Step S120: and if the first correlation coefficient exceeds a preset threshold value, removing the corresponding structured field in the work order to be classified, and acquiring the target work order to be classified.

In order to improve the information proportion contained in the structuralization of the work order to be classified and reduce the related calculation amount, the correlation coefficient between the structuralization fields is obtained through correlation analysis, and when the correlation coefficient between the structuralization fields exceeds the preset correlation coefficient threshold value, the structuralization field related to the correlation coefficient is judged to be a strong correlation field; and removing the strong correlation field from the work order to be classified to obtain the target work order to be classified.

Step S130: and extracting a first characteristic word of the target work order to be classified, and respectively calculating the corresponding probability when the work order type to be classified is different work order types under the condition that the first characteristic word appears by utilizing a pre-constructed naive Bayes model according to the first characteristic word.

Step S140: and judging the type of the work order to be classified according to the probabilities.

And for a pre-constructed naive Bayes model, words extracted from a target work order to be classified are input into the naive Bayes model as characteristic parameters, the pre-constructed naive Bayes model calculates and outputs corresponding probabilities when the work order types to be classified are different under the condition that the words appear, wherein the work order type corresponding to the maximum probability value is the work order type of the final work order to be classified.

According to the big data-based work order type identification method, the work order type of the work order to be classified is identified by using the naive Bayesian model, the work order identification is converted into a classification problem, the work order type can be identified quickly and accurately, and therefore an enterprise is helped to solve the batch work order identification problem, occupation of a server storage space and reduction of operation efficiency of a service system caused by a large amount of accumulated work orders are avoided, work efficiency is improved, and higher labor cost is not consumed.

In one embodiment, the step of extracting the first feature word of the target work order to be classified comprises the following steps:

In the embodiment, the character string in the target work order to be classified is subjected to character division through the regular expression, the word in the target work order to be classified is extracted and used as the characteristic parameter to be input into the naive Bayes model, and a basis is provided for subsequent work order type identification.

In one embodiment, the regular expression "\\ w \" is adopted to perform word division on the target work order to be classified, so that a first characteristic word is obtained, and the phenomenon that the character strings of the target work order to be classified are excessively subdivided to form meaningless words and influence the recognition result of the work order type is avoided. For example, the use of the regular representation "\ w _" divides "Dr. Li" into one word, rather than two words, "Dr" and "Li".

Referring to fig. 2, fig. 2 is a flow chart of constructing a naive bayes model in an embodiment of the invention.
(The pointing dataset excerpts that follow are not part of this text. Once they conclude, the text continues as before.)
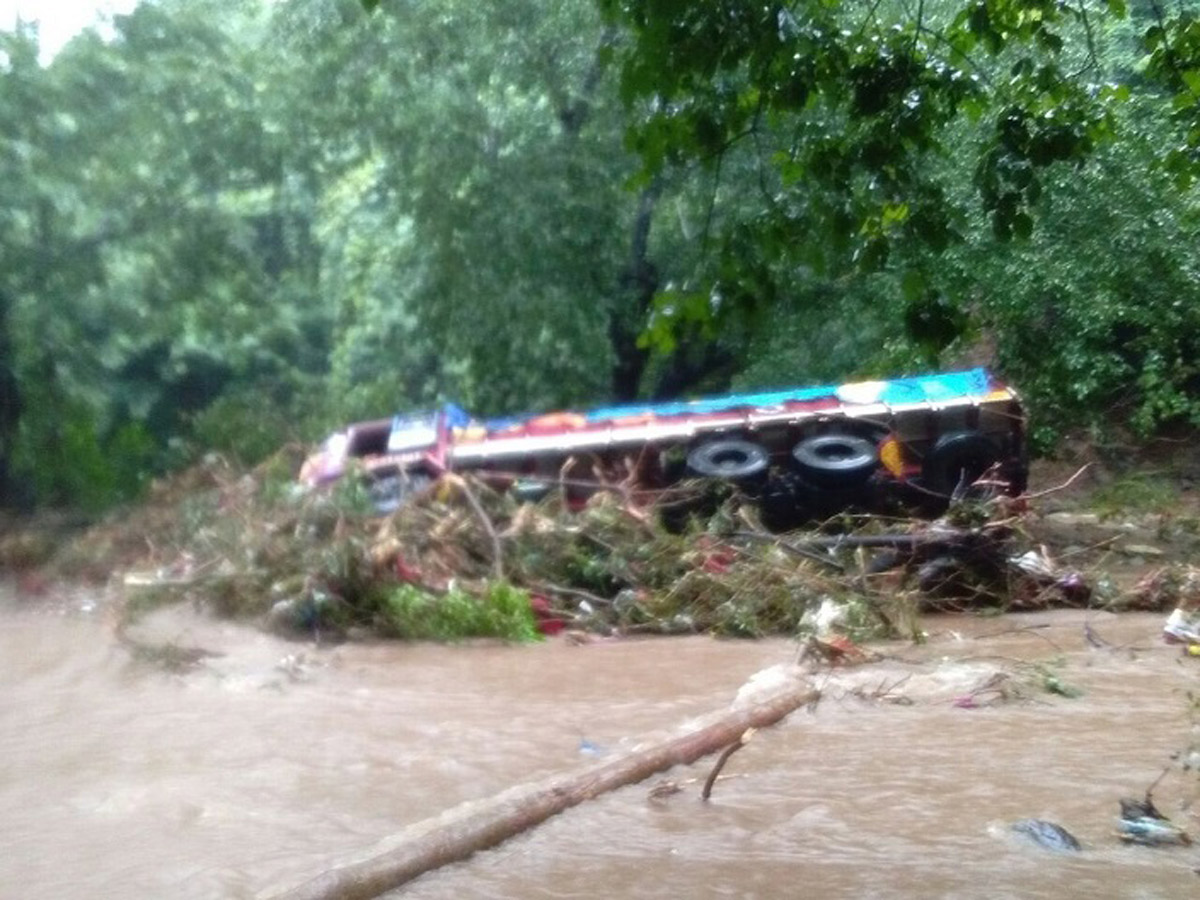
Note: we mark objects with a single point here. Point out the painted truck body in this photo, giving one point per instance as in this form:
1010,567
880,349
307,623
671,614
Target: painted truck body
930,433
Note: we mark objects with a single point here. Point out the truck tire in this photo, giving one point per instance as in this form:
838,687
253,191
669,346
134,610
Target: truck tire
730,459
958,457
835,460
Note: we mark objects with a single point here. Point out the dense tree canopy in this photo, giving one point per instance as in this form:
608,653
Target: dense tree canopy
229,225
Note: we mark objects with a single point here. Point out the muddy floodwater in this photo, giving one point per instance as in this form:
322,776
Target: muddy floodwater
274,761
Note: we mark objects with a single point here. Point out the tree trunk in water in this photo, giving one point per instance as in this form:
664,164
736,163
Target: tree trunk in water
473,827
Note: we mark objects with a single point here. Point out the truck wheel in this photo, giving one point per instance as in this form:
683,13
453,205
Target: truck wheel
730,459
958,457
835,460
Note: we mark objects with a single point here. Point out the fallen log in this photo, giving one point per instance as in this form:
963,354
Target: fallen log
473,827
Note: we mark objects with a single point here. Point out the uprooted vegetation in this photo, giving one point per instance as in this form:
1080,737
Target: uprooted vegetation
461,559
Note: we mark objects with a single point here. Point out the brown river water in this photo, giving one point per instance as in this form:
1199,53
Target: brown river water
275,761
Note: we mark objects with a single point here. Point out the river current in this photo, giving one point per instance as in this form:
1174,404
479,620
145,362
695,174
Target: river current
270,762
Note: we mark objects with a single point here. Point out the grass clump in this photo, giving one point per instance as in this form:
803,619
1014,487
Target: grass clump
499,611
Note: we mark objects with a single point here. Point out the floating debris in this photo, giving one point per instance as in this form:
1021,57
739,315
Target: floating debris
1047,835
1143,823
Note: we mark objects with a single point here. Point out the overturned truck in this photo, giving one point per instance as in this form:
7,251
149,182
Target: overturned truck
799,451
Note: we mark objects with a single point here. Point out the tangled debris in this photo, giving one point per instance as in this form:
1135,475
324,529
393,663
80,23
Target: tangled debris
461,559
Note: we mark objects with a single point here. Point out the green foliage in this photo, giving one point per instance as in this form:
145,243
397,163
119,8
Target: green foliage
502,611
229,225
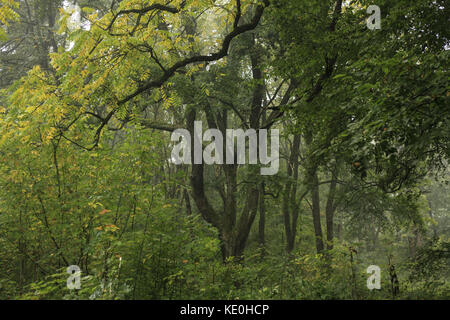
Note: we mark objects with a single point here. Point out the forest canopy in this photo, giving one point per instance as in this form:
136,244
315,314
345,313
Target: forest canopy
92,92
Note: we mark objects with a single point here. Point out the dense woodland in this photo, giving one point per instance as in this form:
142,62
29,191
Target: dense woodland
90,92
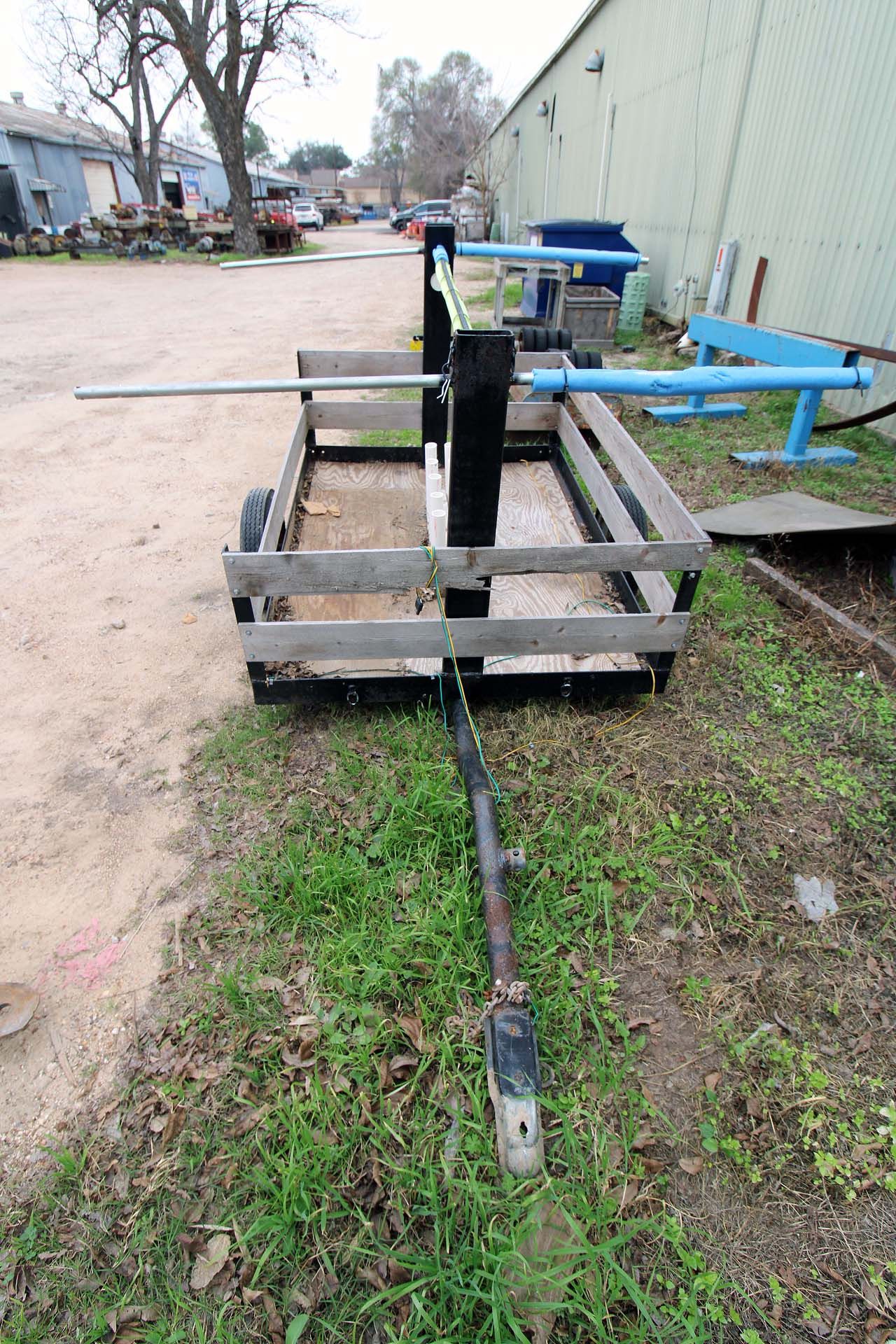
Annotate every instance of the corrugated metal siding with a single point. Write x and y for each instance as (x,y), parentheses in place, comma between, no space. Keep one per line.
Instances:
(769,121)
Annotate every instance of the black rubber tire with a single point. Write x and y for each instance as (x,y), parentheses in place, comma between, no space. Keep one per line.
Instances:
(251,521)
(633,507)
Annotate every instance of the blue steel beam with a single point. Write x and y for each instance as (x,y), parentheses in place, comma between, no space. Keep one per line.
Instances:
(637,382)
(571,255)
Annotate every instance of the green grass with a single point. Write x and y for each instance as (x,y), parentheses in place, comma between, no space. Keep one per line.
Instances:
(485,298)
(371,1168)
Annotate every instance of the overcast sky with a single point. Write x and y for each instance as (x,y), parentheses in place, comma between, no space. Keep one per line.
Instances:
(511,39)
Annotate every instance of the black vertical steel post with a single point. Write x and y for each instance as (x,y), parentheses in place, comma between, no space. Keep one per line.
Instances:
(684,598)
(437,336)
(482,369)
In this embodiment, before the step of obtaining the work order to be classified, the method further includes the following steps:

step S210: and acquiring a work order sample set, and randomly selecting a plurality of work order samples from the work order sample set to form a work order training set.
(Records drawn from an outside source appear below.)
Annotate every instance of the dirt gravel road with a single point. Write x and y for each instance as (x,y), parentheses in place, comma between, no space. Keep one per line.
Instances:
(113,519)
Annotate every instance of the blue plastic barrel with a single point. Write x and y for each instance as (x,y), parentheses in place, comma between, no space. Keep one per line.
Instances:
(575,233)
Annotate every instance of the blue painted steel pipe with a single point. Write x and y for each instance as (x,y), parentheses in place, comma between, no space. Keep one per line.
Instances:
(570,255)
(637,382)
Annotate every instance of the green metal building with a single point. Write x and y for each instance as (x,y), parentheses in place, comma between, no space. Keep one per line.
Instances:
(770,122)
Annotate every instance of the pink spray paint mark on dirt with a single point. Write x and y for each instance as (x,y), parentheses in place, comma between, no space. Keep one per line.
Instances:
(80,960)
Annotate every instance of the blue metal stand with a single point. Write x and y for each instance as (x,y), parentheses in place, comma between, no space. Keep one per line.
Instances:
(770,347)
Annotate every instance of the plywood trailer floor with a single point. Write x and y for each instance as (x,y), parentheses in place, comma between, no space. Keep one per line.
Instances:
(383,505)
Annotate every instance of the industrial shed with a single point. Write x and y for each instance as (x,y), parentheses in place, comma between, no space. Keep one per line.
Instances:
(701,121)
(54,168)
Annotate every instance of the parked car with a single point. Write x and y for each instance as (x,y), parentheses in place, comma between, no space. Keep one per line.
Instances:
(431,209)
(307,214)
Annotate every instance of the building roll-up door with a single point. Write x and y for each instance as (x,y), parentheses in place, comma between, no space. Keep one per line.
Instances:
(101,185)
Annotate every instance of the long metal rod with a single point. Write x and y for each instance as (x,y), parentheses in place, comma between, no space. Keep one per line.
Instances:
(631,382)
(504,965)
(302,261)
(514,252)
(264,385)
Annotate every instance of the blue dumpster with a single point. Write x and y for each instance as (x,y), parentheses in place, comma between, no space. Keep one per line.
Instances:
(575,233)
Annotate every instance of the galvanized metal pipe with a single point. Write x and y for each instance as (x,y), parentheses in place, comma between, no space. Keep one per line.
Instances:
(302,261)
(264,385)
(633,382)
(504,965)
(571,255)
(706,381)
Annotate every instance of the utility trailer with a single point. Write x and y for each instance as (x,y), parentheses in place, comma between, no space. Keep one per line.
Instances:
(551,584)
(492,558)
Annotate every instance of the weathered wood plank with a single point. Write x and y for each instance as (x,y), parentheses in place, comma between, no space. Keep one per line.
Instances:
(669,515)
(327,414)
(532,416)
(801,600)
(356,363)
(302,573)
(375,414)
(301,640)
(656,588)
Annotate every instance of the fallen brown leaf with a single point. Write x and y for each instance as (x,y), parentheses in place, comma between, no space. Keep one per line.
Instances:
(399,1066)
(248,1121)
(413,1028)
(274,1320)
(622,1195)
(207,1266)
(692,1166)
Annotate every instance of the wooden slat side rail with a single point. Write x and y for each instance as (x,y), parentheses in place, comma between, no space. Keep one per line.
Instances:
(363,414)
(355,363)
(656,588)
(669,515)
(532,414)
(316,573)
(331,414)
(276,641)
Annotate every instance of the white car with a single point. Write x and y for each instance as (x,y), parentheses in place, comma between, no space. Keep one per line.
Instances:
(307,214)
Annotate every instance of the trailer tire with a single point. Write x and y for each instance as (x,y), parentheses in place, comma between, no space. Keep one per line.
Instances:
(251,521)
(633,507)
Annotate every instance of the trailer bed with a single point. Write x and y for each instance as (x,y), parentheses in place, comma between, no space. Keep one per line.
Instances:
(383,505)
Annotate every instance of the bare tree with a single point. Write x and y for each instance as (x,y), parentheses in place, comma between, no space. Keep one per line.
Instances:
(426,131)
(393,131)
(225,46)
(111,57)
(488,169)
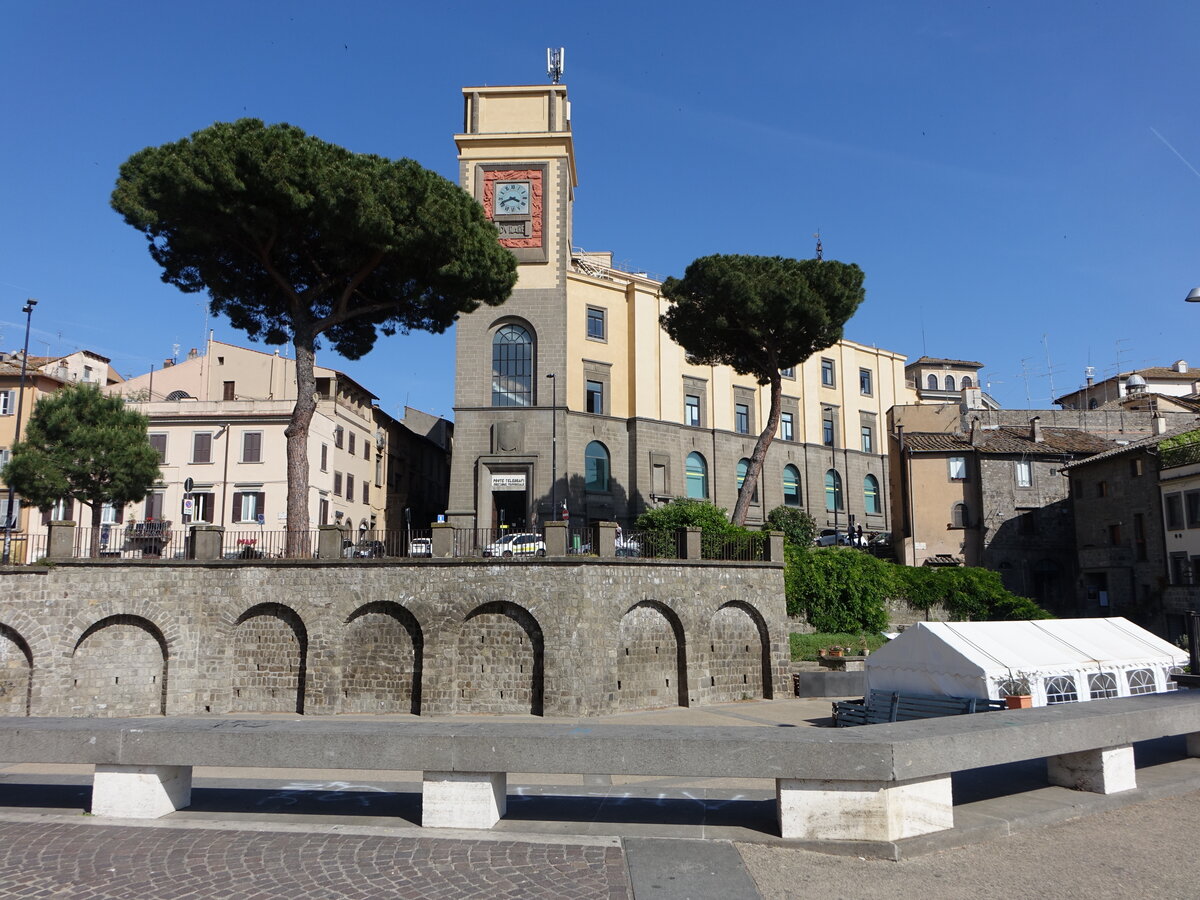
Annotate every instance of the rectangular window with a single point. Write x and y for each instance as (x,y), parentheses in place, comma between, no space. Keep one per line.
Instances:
(159,442)
(827,373)
(595,324)
(1174,513)
(958,466)
(595,397)
(202,447)
(1192,508)
(252,447)
(1024,469)
(742,418)
(249,505)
Step S220: and calculating the prior probability corresponding to different work order types of the work order training samples in the work order training set.

Step S230: and extracting second characteristic words from the work order training samples in the work order training set, and constructing a training word matrix of the word bag model according to the second characteristic words.

Step S240: and acquiring the conditional probability of each second characteristic word under different work order type conditions according to the training word matrix.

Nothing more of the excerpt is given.